7. En dernier lieu, pour justifier que l'opération en cause procédait d'une intention libérale, l'administration fait état des liens existant entre la SAS CDL Investissement, qui a pour associée principale et présidente Mme I... B..., et la SAS René Curioz, dont les associés et dirigeants sont M. G... B... et Mme E... B..., parents de Mme I... B.... Elle fait également valoir que la SAS CDL Investissement, constituée le 5 juillet 2011, est devenue, à l'issue de l'opération de cession en litige, l'associée unique de la SAS Curioz Loisirs, permettant ainsi à M. et Mme B... de transmettre indirectement à leur fille, à un prix minoré, le principal actif de leur patrimoine professionnel. En se bornant à soutenir que M. et Mme B... n'avaient aucun intérêt à accorder un avantage au seul bénéfice de leur fille Isabelle alors qu'ils ont toujours traité de façon égalitaire cette dernière et sa soeur, la SAS CDL Investissement ne contredit pas sérieusement la présomption de libéralité résultant de l'existence des liens dont l'administration fait état, alors au demeurant qu'il résulte de la note patrimoniale établie par le Crédit agricole, produite par la SAS CDL Investissement elle-même, que l'acquisition en litige s'inscrit dans une opération d'ensemble prévoyant notamment le versement d'une soulte par Isabelle B... à sa soeur Sandrine, permettant à M. et Mme B... de transmettre leur patrimoine à leurs deux filles à parts égales. Ainsi, en invoquant les relations d'intérêt entre la SAS René Curioz et la SAS CDL Investissement, l'administration apporte la preuve qui lui incombe de l'intention de la première société d'octroyer et de la seconde de recevoir une libéralité sous la forme d'une minoration du prix de la cession de titres en cause.
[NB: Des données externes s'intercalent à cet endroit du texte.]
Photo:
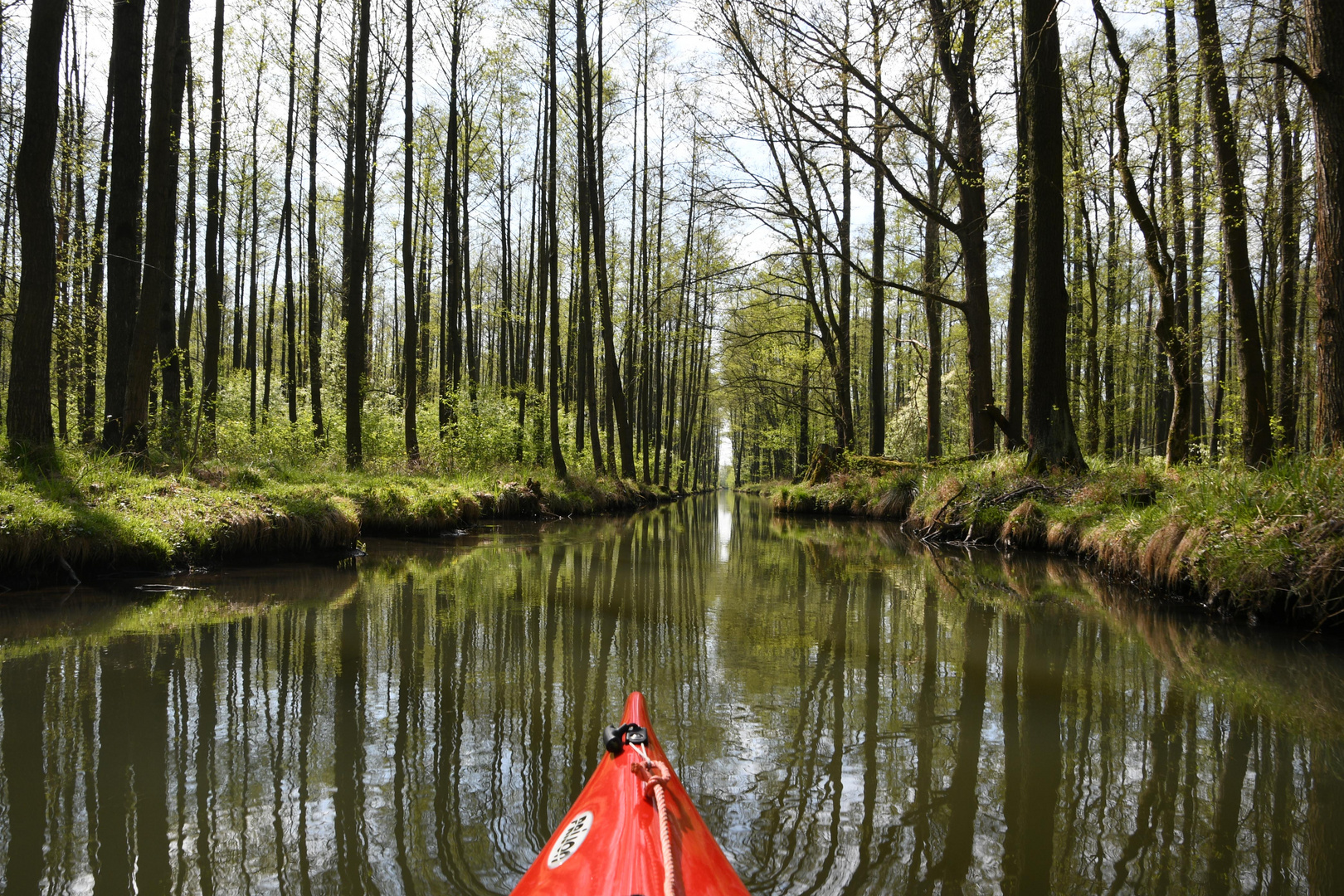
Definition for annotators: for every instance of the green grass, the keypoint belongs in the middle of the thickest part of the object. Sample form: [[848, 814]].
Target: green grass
[[104, 514], [1248, 542]]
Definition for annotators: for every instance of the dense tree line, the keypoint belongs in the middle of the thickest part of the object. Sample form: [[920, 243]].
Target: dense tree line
[[1108, 238], [600, 238], [515, 273]]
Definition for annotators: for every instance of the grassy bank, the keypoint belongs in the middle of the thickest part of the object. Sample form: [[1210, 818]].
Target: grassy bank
[[1259, 544], [91, 514]]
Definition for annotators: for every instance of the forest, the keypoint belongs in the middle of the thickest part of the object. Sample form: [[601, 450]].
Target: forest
[[645, 242]]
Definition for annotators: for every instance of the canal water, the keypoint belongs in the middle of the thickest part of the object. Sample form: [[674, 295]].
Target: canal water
[[851, 712]]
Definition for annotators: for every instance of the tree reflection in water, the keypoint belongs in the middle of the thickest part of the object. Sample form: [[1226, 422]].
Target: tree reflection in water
[[851, 712]]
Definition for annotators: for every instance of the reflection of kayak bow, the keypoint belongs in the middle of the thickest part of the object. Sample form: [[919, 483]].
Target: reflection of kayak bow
[[633, 829]]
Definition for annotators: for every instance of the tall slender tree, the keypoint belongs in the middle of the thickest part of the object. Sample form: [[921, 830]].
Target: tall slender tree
[[411, 334], [355, 250], [1051, 440], [28, 411], [314, 292], [214, 226], [124, 202], [1257, 444], [158, 286]]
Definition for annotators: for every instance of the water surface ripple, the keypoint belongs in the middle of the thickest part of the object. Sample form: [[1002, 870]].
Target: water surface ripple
[[851, 712]]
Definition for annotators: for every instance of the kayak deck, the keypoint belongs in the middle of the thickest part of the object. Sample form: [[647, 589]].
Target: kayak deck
[[609, 843]]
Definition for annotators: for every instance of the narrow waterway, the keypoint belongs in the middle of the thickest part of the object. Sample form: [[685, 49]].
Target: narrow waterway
[[852, 713]]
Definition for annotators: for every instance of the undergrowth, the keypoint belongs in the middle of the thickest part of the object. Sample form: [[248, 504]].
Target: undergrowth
[[82, 512], [1248, 542]]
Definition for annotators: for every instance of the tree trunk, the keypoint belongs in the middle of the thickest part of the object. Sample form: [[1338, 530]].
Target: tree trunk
[[124, 202], [878, 347], [214, 227], [1164, 270], [28, 414], [93, 292], [1287, 241], [1018, 275], [156, 290], [933, 308], [1257, 444], [286, 219], [411, 340], [1050, 426], [314, 295], [355, 250], [552, 234], [1326, 58], [597, 204], [960, 74]]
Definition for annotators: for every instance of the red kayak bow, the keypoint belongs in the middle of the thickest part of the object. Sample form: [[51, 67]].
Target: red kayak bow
[[633, 829]]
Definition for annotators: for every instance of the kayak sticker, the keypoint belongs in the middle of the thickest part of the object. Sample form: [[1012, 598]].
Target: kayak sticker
[[570, 840]]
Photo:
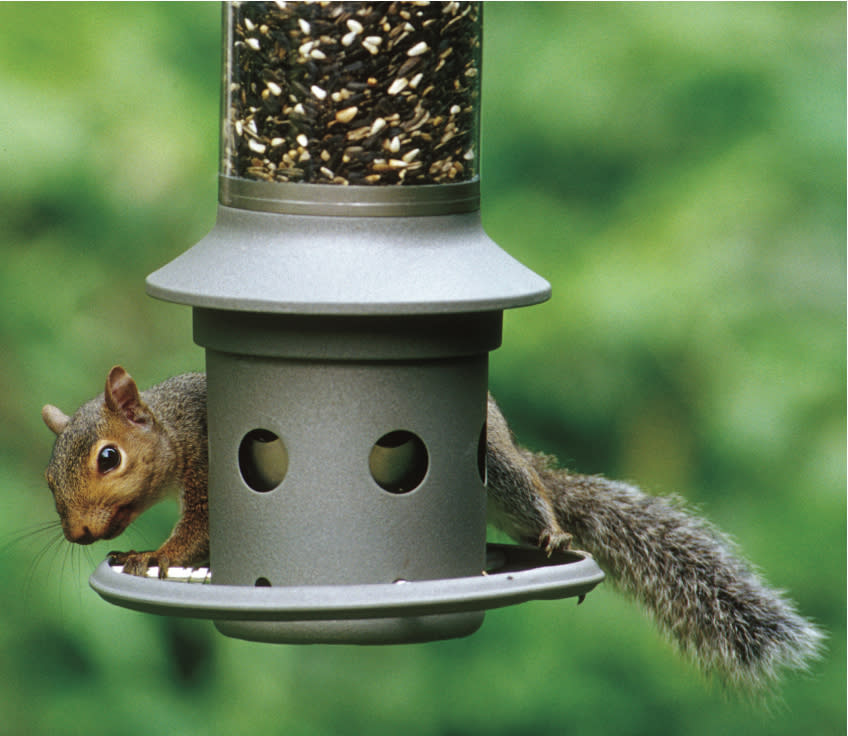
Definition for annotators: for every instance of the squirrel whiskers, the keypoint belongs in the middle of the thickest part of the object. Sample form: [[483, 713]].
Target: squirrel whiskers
[[118, 453]]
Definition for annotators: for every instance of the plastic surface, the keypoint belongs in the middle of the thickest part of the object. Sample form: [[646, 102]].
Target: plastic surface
[[367, 613], [347, 265]]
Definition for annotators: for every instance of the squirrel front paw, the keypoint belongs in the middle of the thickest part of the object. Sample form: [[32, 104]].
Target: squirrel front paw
[[138, 563]]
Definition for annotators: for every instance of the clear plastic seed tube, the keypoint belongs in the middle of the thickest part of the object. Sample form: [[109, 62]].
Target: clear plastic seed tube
[[352, 93]]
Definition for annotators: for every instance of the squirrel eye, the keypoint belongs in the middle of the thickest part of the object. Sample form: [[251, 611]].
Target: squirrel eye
[[108, 459]]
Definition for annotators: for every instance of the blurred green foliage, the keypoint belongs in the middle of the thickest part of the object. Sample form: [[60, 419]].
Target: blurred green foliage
[[677, 171]]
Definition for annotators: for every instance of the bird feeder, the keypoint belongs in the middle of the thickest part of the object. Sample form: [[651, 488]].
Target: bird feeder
[[347, 299]]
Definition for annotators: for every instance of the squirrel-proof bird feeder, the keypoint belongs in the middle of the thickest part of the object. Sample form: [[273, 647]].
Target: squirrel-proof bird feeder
[[347, 299]]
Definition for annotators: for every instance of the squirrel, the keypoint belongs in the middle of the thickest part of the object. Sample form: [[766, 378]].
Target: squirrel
[[120, 453]]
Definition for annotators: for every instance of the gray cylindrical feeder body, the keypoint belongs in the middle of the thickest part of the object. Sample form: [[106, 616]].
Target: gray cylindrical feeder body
[[347, 299]]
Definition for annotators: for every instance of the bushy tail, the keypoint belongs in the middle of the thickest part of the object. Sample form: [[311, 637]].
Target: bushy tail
[[688, 576]]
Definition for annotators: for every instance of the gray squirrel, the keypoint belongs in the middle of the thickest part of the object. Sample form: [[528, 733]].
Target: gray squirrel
[[122, 451]]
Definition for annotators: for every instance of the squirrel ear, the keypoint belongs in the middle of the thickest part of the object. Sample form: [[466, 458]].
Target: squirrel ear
[[121, 395], [55, 418]]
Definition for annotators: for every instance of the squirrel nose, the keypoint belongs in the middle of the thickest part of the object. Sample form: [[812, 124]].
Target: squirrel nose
[[83, 537]]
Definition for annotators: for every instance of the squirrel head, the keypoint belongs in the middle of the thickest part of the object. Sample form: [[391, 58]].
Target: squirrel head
[[104, 462]]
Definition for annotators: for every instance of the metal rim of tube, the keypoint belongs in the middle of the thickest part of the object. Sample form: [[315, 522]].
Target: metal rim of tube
[[349, 201]]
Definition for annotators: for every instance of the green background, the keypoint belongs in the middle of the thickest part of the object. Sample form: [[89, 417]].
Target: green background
[[676, 171]]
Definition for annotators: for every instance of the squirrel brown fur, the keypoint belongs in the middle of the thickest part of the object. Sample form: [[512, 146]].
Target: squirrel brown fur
[[120, 452]]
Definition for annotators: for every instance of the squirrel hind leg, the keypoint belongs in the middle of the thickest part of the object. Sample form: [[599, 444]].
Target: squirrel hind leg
[[554, 540]]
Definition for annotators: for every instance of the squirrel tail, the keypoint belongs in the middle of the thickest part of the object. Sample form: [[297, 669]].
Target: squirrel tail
[[687, 574]]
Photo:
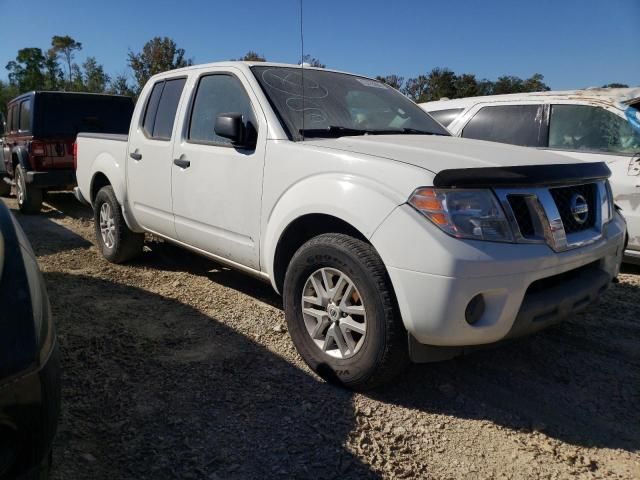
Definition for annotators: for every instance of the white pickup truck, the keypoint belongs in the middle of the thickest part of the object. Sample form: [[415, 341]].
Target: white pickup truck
[[388, 239]]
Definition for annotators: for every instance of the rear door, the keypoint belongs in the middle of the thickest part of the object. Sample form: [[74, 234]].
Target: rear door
[[217, 188], [149, 159]]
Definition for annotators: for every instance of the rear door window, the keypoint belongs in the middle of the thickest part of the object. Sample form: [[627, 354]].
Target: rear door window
[[13, 118], [587, 128], [25, 116], [445, 117], [523, 125]]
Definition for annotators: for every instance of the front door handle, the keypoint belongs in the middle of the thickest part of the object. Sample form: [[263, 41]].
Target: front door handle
[[182, 163]]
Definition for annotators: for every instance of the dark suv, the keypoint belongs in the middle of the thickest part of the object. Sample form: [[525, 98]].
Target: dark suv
[[39, 134]]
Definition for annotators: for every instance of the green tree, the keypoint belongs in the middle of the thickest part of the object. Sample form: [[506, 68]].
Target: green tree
[[535, 83], [416, 88], [252, 56], [26, 71], [157, 55], [508, 84], [440, 84], [465, 85], [394, 81], [95, 79], [77, 85], [64, 47], [312, 61], [54, 78], [7, 92], [120, 86]]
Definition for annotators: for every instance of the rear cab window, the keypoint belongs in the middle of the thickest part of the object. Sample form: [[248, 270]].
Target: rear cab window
[[25, 116], [445, 117], [523, 125], [161, 108], [590, 128]]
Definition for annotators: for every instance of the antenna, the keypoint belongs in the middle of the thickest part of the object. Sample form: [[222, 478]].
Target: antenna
[[302, 66]]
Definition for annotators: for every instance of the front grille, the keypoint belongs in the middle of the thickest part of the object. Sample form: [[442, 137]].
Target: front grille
[[522, 215], [565, 198]]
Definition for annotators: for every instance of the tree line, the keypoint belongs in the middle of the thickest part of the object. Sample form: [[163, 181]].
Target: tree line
[[55, 69]]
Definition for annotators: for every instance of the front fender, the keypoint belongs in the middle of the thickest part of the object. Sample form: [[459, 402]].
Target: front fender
[[360, 202], [106, 165]]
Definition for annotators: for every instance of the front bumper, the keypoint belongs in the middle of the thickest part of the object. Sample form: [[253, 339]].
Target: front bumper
[[513, 279], [52, 179], [29, 411]]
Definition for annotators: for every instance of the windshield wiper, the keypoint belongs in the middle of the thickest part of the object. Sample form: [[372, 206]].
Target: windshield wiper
[[332, 132], [415, 131], [336, 132]]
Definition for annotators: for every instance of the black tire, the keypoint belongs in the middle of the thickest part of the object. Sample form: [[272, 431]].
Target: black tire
[[125, 244], [29, 197], [384, 351], [5, 188], [41, 472]]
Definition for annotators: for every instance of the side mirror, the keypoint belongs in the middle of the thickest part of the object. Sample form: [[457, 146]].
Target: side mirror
[[229, 125]]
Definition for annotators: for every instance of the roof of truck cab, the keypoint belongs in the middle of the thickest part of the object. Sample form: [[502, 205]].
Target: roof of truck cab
[[60, 92], [598, 96], [244, 64]]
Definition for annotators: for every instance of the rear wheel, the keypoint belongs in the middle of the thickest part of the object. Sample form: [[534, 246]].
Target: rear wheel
[[341, 312], [116, 241], [5, 188], [29, 197]]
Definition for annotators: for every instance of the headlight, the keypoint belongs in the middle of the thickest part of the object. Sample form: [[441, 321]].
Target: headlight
[[463, 213]]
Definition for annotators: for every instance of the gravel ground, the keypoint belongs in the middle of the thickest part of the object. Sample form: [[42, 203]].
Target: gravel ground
[[176, 367]]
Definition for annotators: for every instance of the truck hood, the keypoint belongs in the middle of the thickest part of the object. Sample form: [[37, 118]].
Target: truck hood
[[437, 153]]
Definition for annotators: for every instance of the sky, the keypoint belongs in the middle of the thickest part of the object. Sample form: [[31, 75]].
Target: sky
[[573, 43]]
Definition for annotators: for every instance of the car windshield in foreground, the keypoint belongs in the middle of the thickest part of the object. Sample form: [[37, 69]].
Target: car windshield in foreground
[[338, 104]]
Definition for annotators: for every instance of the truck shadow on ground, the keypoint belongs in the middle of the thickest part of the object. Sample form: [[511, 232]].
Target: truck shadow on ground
[[153, 388], [578, 382]]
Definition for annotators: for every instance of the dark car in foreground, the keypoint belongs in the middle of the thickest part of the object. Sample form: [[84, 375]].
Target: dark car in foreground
[[40, 131], [29, 359]]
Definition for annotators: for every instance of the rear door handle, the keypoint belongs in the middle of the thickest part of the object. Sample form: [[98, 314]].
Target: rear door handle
[[182, 163]]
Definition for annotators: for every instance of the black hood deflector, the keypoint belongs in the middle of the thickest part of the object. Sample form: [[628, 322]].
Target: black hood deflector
[[522, 175]]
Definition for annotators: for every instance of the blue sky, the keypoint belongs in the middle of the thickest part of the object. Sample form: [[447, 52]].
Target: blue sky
[[572, 43]]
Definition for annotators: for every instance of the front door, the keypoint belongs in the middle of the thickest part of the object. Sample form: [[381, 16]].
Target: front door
[[149, 158], [217, 188]]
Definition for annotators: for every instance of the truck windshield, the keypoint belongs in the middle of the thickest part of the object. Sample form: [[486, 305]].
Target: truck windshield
[[338, 104], [67, 114]]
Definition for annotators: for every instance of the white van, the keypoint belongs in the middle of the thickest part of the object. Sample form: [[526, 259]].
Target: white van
[[596, 124]]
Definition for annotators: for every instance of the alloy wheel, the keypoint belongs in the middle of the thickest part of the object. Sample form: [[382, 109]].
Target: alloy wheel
[[334, 313]]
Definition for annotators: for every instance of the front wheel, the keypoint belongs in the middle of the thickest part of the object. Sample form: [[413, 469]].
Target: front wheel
[[29, 197], [5, 188], [341, 312], [116, 241]]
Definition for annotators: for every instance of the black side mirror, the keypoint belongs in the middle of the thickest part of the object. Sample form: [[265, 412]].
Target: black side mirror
[[230, 125]]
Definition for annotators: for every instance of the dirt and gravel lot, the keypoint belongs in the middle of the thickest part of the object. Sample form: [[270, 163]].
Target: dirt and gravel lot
[[176, 367]]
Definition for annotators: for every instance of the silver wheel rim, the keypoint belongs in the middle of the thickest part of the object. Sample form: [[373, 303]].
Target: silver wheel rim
[[19, 188], [107, 225], [334, 313]]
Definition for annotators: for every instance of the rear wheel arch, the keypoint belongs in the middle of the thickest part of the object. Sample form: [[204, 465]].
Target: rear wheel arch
[[98, 181]]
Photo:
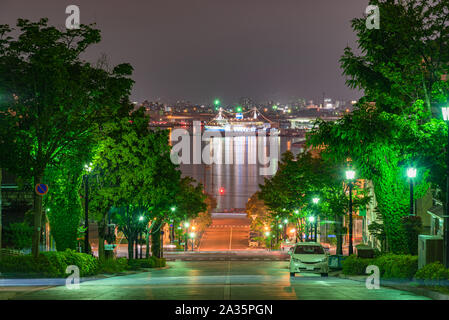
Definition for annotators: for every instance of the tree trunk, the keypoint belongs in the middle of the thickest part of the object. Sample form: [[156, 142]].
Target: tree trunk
[[339, 235], [147, 249], [156, 240], [136, 246], [1, 209], [101, 236], [37, 219]]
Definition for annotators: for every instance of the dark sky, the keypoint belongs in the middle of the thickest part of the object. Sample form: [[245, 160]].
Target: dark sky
[[201, 49]]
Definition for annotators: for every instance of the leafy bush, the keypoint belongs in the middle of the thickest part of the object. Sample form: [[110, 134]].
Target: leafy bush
[[113, 265], [87, 264], [19, 235], [391, 266], [151, 262], [433, 274], [353, 265]]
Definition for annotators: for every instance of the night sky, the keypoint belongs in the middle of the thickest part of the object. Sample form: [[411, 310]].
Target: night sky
[[201, 49]]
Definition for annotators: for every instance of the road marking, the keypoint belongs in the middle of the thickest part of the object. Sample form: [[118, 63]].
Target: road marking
[[230, 239]]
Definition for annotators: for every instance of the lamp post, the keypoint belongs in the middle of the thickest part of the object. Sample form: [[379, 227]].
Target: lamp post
[[88, 168], [172, 240], [192, 236], [311, 220], [284, 236], [350, 175], [315, 202], [411, 174], [186, 225], [445, 111]]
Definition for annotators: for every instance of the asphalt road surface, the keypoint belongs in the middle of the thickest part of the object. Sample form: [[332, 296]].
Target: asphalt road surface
[[215, 280], [227, 232]]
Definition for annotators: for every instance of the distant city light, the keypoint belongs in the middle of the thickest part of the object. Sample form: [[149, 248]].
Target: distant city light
[[350, 174]]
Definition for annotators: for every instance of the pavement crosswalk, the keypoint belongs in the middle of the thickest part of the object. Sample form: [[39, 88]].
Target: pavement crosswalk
[[229, 226]]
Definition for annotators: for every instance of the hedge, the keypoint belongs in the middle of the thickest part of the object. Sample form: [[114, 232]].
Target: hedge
[[433, 274], [391, 266], [353, 265], [54, 264], [49, 264]]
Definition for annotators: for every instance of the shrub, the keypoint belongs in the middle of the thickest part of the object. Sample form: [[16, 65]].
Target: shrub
[[49, 264], [19, 235], [353, 265], [433, 274], [393, 266], [87, 264]]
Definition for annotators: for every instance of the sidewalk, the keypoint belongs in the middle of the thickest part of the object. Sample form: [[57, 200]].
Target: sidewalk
[[405, 286]]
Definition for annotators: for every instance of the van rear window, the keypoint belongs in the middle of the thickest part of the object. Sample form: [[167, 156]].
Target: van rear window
[[309, 250]]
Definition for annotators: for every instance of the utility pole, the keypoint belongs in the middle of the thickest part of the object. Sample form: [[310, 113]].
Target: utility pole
[[351, 249], [1, 227]]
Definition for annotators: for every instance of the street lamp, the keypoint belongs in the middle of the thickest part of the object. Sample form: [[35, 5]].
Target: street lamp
[[186, 225], [315, 201], [192, 236], [88, 168], [411, 173], [311, 220], [445, 111], [350, 176]]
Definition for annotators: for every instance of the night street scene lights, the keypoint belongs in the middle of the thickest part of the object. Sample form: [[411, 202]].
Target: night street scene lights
[[411, 174], [312, 223], [186, 226], [192, 237], [445, 111], [315, 201], [350, 176], [88, 169]]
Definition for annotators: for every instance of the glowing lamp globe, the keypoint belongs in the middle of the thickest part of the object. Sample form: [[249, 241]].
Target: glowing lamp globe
[[445, 111]]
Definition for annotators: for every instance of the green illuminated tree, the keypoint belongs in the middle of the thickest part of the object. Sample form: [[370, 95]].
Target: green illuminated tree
[[400, 69], [50, 98]]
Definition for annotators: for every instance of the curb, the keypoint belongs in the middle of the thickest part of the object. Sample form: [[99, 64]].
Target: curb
[[434, 295]]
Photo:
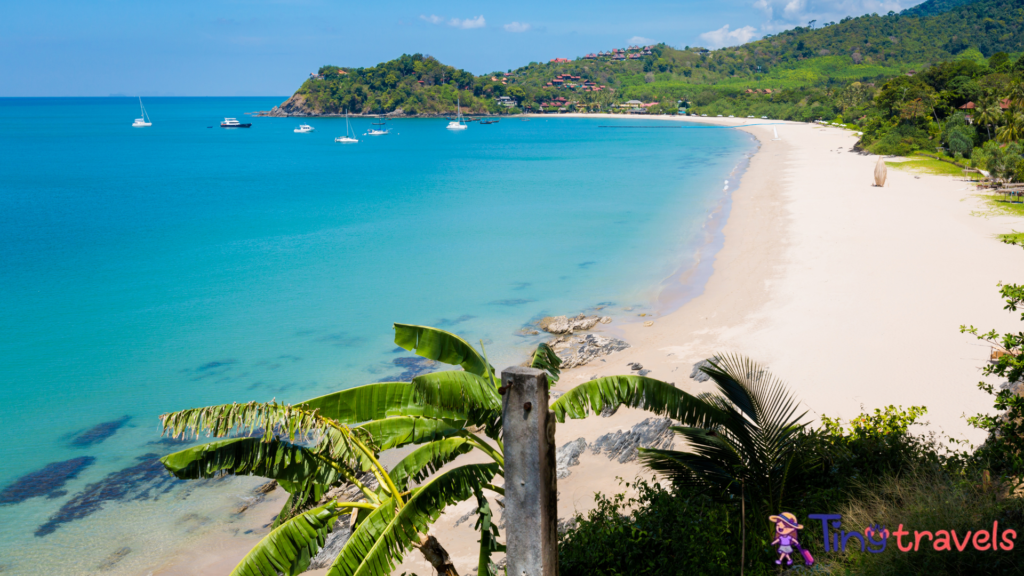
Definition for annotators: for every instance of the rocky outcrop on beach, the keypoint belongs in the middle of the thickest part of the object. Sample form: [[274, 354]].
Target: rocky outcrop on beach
[[565, 325], [568, 455], [343, 527], [295, 106], [578, 351], [622, 446]]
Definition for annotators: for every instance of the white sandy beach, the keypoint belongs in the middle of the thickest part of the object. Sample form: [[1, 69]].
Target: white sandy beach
[[852, 294]]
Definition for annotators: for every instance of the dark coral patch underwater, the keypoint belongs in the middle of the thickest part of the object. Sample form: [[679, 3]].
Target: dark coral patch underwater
[[98, 433], [146, 480], [45, 482]]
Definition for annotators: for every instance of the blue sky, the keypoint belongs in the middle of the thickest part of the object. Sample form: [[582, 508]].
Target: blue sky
[[267, 47]]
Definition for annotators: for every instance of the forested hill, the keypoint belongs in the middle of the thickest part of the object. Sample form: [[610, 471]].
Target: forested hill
[[867, 48], [933, 7]]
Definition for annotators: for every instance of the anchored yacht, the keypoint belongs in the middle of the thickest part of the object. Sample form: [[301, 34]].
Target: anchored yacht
[[233, 123], [144, 121]]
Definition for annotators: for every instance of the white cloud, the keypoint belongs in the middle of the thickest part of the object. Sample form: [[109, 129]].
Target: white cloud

8. Il résulte de tout ce qui précède que la SAS CDL Investissement n'est pas fondée à soutenir que c'est à tort que, par le jugement attaqué, le tribunal administratif de Grenoble a rejeté sa demande. Doivent être rejetées, par voie de conséquence, ses conclusions tendant à l'application des dispositions de l'article L. 761-1 du code de justice administrative.
DÉCIDE :
Article 1er : La requête de la SAS CDL Investissement est rejetée.
Article 2 : Le présent arrêt sera notifié à la SAS CDL Investissement et au ministre de l'action et des comptes publics.
Délibéré après l'audience du 26 novembre 2019, à laquelle siégeaient :
M. Pruvost, président de chambre,
Mme D..., présidente assesseure,
Mme C..., première conseillère.
Lu en audience publique, le 17 décembre 2019.